2.2 Create a Scenario

You will only be able to pass parameters to a "production ready" object: the scenario. The creation of a scenario is trivial: right-click on the package name, select "generate scenario", edit the scenario name and version if needed and click ok.

Generate Scenario

Set Scenario Name and Version

If you have "declare variable" steps though, you will be prompted to define whether these will be parameters or not.

Scenario Parameters

When this window prompts you, if you do not change anything, all declared variables become placeholders for potential parameter values. Note that in the screenshot above, we have changed the selection from "Use All" to "Selective Use" simply to highlight the variable name. Either selection would have had the same value in our example.

At this point, we now have a scenario that is ready to receive a value for our FileName variable.

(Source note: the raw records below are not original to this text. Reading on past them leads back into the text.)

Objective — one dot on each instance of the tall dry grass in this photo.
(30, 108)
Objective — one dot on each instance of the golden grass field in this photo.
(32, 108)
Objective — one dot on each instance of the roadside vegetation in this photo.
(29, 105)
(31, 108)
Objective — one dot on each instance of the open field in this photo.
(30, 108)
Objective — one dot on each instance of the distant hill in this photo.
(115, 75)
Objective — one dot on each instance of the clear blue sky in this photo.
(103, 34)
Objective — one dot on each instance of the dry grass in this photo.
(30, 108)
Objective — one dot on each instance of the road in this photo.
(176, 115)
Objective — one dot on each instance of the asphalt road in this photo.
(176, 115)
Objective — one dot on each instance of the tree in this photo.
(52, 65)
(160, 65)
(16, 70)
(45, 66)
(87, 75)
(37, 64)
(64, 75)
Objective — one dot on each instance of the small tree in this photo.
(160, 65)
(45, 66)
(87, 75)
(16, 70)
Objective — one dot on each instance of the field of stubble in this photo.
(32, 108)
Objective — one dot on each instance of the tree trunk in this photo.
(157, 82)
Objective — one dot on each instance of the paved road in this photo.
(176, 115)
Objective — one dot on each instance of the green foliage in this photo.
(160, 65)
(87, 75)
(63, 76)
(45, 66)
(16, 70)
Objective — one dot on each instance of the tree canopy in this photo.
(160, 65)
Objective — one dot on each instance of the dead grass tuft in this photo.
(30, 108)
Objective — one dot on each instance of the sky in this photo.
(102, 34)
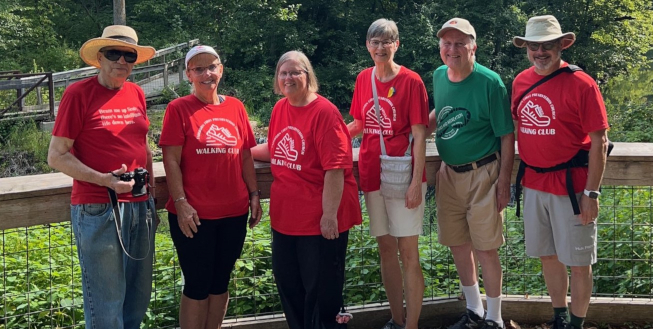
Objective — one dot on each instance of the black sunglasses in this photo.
(534, 46)
(114, 55)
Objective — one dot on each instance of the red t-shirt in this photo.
(403, 102)
(304, 143)
(554, 121)
(109, 128)
(212, 138)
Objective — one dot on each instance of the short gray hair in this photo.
(305, 64)
(383, 28)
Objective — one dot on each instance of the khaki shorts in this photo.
(390, 215)
(551, 228)
(467, 207)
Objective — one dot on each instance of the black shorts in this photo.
(208, 258)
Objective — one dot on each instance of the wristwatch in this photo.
(592, 194)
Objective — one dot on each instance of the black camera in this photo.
(141, 177)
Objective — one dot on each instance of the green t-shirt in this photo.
(471, 115)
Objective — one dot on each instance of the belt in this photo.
(471, 166)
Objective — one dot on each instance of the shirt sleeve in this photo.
(500, 114)
(172, 131)
(247, 134)
(70, 118)
(355, 109)
(332, 141)
(593, 115)
(419, 109)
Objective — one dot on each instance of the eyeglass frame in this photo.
(293, 74)
(199, 70)
(387, 43)
(546, 46)
(111, 54)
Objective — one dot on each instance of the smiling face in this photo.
(204, 72)
(457, 50)
(545, 61)
(382, 49)
(117, 70)
(292, 79)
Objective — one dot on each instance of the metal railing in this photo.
(153, 76)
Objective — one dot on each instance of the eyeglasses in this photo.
(535, 46)
(199, 70)
(384, 43)
(114, 55)
(292, 74)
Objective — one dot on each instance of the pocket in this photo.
(95, 209)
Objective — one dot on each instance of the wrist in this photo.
(592, 194)
(256, 193)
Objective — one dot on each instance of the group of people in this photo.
(209, 151)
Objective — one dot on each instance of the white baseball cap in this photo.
(200, 50)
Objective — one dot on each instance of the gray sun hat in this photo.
(542, 29)
(459, 24)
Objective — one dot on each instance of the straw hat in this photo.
(459, 24)
(542, 29)
(115, 35)
(200, 50)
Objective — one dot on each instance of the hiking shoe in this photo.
(392, 325)
(469, 320)
(558, 322)
(489, 324)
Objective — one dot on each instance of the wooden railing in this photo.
(41, 199)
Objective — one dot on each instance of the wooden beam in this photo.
(43, 199)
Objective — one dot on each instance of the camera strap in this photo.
(117, 214)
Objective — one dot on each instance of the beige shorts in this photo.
(551, 228)
(467, 207)
(390, 216)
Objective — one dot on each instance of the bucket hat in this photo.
(118, 36)
(459, 24)
(542, 29)
(200, 50)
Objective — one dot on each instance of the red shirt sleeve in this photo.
(333, 141)
(172, 131)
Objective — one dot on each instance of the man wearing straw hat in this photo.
(475, 139)
(562, 123)
(99, 134)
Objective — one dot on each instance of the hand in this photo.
(342, 318)
(503, 194)
(414, 195)
(589, 209)
(255, 210)
(187, 218)
(116, 184)
(329, 227)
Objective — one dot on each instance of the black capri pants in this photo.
(208, 258)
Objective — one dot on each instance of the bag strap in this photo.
(565, 69)
(377, 107)
(378, 110)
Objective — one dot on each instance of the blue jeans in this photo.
(116, 288)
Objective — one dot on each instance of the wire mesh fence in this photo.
(41, 287)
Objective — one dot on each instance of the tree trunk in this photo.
(119, 15)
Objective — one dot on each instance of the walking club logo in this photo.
(288, 146)
(535, 114)
(219, 135)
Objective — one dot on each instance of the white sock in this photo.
(473, 298)
(494, 310)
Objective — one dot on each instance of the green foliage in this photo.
(23, 149)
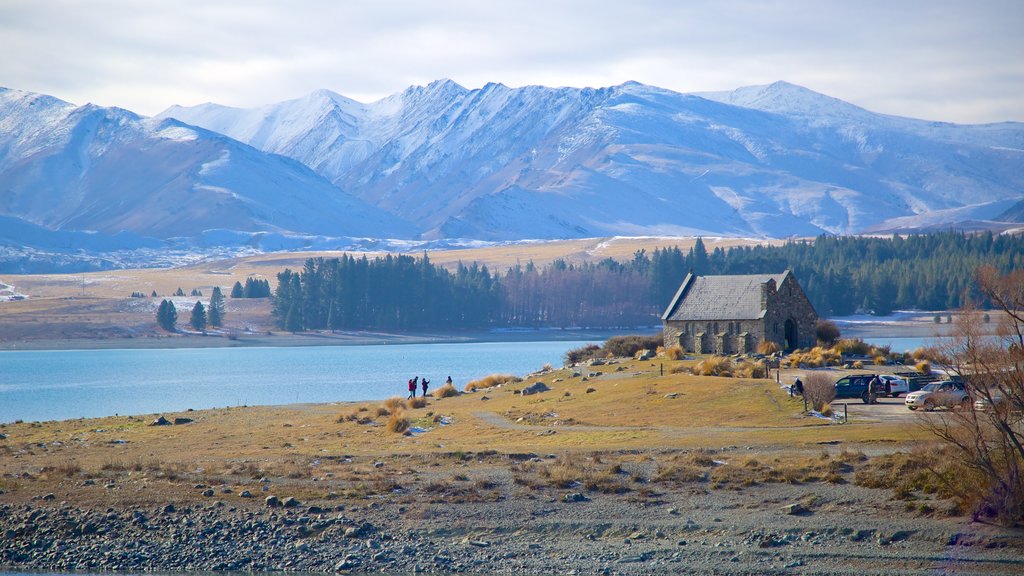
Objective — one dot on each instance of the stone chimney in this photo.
(767, 290)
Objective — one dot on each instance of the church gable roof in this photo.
(720, 297)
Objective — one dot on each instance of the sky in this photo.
(954, 60)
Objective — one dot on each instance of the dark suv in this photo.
(856, 386)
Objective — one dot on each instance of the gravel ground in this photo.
(810, 528)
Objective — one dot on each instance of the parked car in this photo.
(894, 385)
(946, 394)
(855, 385)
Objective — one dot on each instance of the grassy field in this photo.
(628, 408)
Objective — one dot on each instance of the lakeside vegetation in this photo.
(840, 275)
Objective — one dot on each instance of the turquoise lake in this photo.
(37, 385)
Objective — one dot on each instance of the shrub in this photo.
(852, 346)
(748, 369)
(398, 422)
(714, 366)
(392, 404)
(576, 356)
(448, 391)
(627, 346)
(819, 389)
(827, 333)
(493, 380)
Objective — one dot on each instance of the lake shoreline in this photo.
(326, 338)
(901, 325)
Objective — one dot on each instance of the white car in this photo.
(936, 395)
(894, 384)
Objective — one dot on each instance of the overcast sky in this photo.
(937, 59)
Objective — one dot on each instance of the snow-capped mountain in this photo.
(506, 163)
(104, 169)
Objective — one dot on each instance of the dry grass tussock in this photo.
(722, 366)
(398, 422)
(731, 470)
(819, 389)
(493, 380)
(924, 471)
(448, 391)
(816, 358)
(675, 353)
(394, 403)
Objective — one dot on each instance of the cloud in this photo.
(941, 59)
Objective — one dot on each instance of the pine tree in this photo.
(198, 320)
(215, 314)
(167, 316)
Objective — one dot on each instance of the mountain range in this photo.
(501, 164)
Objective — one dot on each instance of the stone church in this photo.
(734, 314)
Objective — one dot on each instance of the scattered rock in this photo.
(796, 509)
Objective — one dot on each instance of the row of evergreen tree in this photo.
(840, 275)
(167, 314)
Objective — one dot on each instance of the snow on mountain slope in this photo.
(537, 162)
(92, 168)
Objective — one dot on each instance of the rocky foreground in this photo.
(768, 529)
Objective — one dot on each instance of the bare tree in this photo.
(990, 442)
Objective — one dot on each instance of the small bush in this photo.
(448, 391)
(748, 369)
(827, 333)
(398, 422)
(852, 346)
(589, 352)
(493, 380)
(714, 366)
(819, 389)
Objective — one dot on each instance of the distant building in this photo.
(734, 314)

2.3 Different ways to start the scenario and pass the parameter

There are many ways to start a scenario. Each one of those will allow you to set the values for your parameters.

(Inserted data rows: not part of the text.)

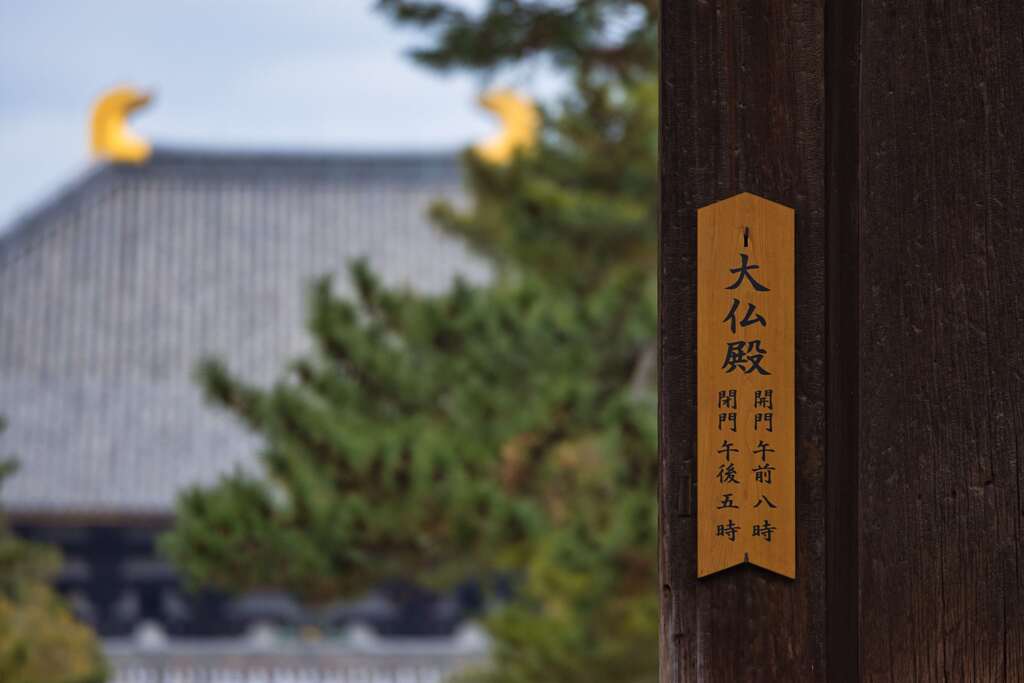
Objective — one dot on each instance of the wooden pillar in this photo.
(896, 132)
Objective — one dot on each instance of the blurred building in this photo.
(110, 294)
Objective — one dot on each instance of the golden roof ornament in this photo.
(520, 126)
(111, 137)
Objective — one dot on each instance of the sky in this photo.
(324, 75)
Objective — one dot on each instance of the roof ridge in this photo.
(82, 185)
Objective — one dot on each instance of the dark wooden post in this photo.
(896, 131)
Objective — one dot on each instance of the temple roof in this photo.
(112, 291)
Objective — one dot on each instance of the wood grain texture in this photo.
(941, 333)
(745, 431)
(742, 109)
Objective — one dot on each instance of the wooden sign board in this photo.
(745, 387)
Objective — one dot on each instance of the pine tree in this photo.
(506, 430)
(40, 640)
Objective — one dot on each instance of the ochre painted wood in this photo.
(745, 430)
(742, 110)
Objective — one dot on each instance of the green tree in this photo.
(40, 640)
(503, 430)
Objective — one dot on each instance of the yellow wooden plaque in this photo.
(745, 399)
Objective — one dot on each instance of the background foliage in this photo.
(500, 431)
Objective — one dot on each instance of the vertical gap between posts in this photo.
(842, 73)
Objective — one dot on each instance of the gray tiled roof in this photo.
(111, 293)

2.3.1 Starting the Scenario from Designer or Operator

In both cases, the GUI will prompt you for the value of the parameters after you select in which context and with which agent to run the scenario:

Set Scenario Params Value

ODI will by default select the last value assigned to the variable. You can uncheck the "Last Value" check box and change the value for the parameter. Hit the "Enter" key or the "Tab" key to validate your entry and run the scenario.

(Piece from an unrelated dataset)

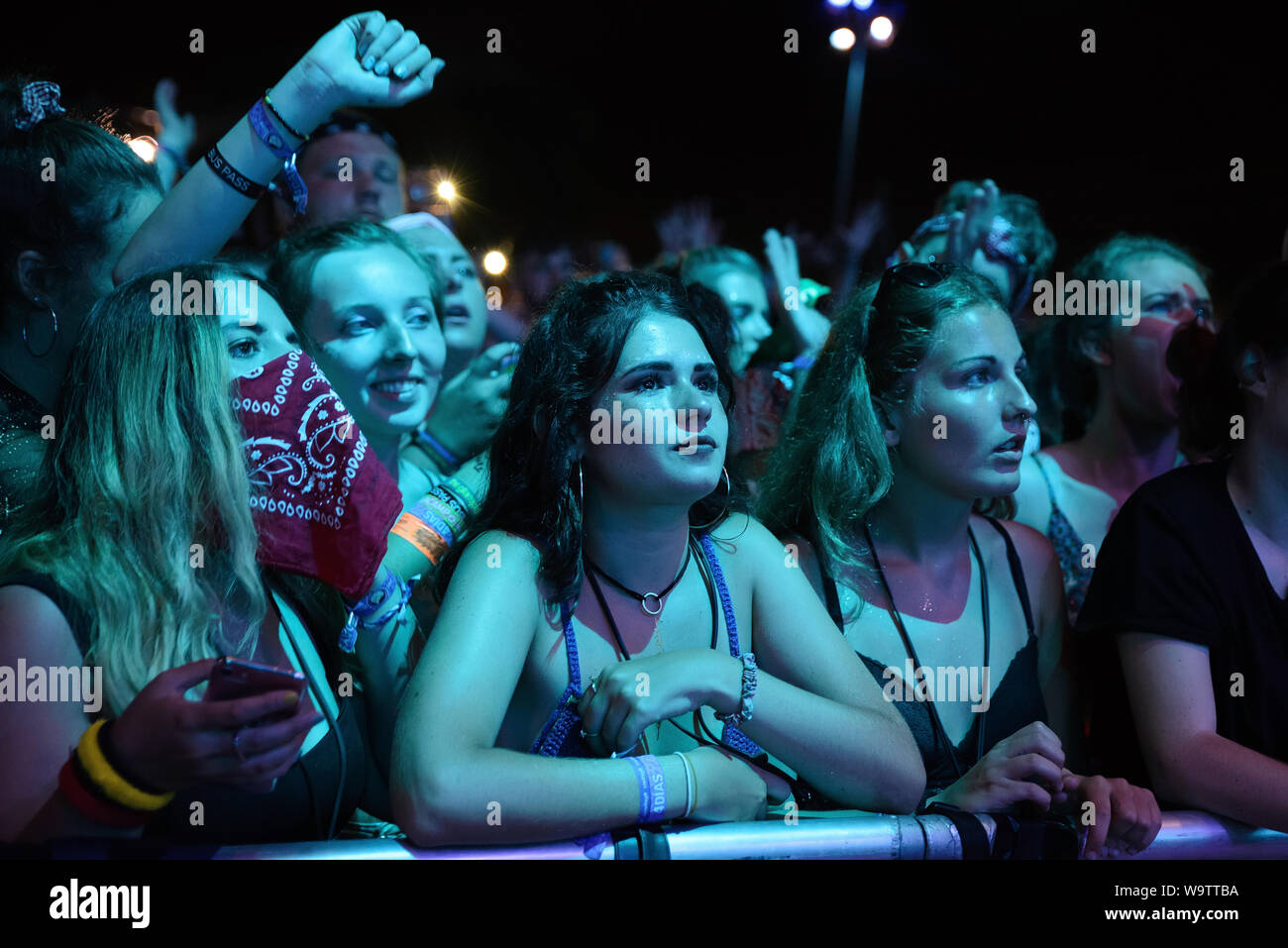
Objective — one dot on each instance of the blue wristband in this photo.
(652, 786)
(277, 145)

2.3.2 Starting the Scenario from a Command Line

You can also start a scenario from a command line interface. The script startscen (.bat for Windows or .sh for Unix-like environments) will take the scenario name as a parameter... along with the name of the variables that you are setting along with their values. Enclose the variable name and its value in double quotes, and prefix the project code with a minus sign (-). Remember to prefix the variable name with the project CODE as usual:

starscen DYNAMICFILENAME 001 "-SALES.FileName=c:/Incoming/Sales09092009.dat"

2.3.3 Starting the Scenario through a Web Service

If you start the scenario from a web service, you are invoking the service OdiInvoke. When you look at the WSDL for this Web Service, you will notice that beyond the scenario name, version and the execution context, you can specify pairs of variable names and values. Again, remember to specify the project code

WSDL to Start Scenario

2.3.4 Starting the Scenario from Another Scenario

If you start a scenario from another ODI package, you can either drag and drop the scenario in the parent package or use the ODI tool OdiStartScen and enter the information manually. When you look at the property window for that step, you will notice an Additional Variables tab. In this tab, you will be able to select your project, variable and to set the value for the variable. Remember to use the Enter or the Tab key to validate your choices as you make them.

Scenario Call From Package


For more information on ODI variables, please refer to the ODI Users Guide (part of the Documentation Library that comes with the ODI installation), in particular the entry "Creating and Using Variables"

All Screenshots were taken using version of ODI. Actual icons and graphical representations may vary with other versions of ODI.